Of course, these searches can be combined to construct pretty complex queries using information of the author, the edition and the text. For example, the following query should find all texts written by women, published between 1890 and 1900 in which the root Españ appears in the text:

work.subject.id.value: authorGender AND work.subject.value: female AND work.dateOfCreation.value:>1890 AND work.dateOfCreation.value:<1900 AND Españ*

For further information about querying TextGrid Repository, consider the documentation.

Please, take in consideration that all these examples of searches are filtering the results after data type text/xml, which is visible on the left menu of the results' page.

Description of the corpus

A full description of the corpus can be found online in the chapters 3.1 and 3.2 of the following publication (Open Access):

Calvo Tello, José. 2021. The Novel in the Spanish Silver Age: A Digital Analysis of Genre Using Machine Learning. Digital Humanities Research 4. Bielefeld: transcript. https://www.transcript-verlag.de/978-3-8376-5925-2.

Besides, an article written in Spanish about the main characteristics of the corpus is accessible online (Open Access):

Calvo Tello, José. 2021. ‘Corpus de novelas de la Edad de Plata, en XML-TEI’. Signa: Revista de la Asociación Española de Semiótica 30 (0): 83–107. https://doi.org/10.5944/signa.vol30.2021.29299.

History of the corpus

The corpus was composed as a part of the PhD of José Calvo Tello at the University of Würzburg (Germany). It was part of the project Computational Literary Genre Stylistics (CLiGS), led by Prof. Dr. Christof Schöch. The project was located at the Professorship of Prof. Dr. Fotis Jannidis.

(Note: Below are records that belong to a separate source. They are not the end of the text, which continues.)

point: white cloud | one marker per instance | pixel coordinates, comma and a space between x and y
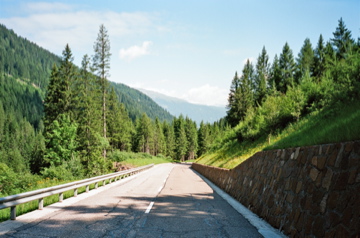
53, 25
135, 51
251, 59
45, 7
207, 95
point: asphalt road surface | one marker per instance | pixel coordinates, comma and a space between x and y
168, 200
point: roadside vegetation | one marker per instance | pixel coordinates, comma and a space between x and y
313, 99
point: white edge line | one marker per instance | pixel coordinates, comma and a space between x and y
264, 228
149, 207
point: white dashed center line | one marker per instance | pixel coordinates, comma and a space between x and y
149, 207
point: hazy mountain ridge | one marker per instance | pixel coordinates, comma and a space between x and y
177, 106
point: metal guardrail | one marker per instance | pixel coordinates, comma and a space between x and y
40, 194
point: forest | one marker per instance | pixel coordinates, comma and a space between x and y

The goal of the project was to analyze the Spanish novel and its subgenres (adventure, erotic, realistic novel, etc.) in the so-called Silver Age period (1880-1939).

Current version

Due to the changes mentioned before, the corpus is now in its version 2.0.0. The changes relating to the implementation of the FRBR model in TEI lead to change the location of much metadata in the TEI-Header, which forced updating the xPaths to extract this information. Following the Semantic Versioning, the incompatibility of the previous xPaths leads to a new major version of the corpus, changing its version from 1. to 2.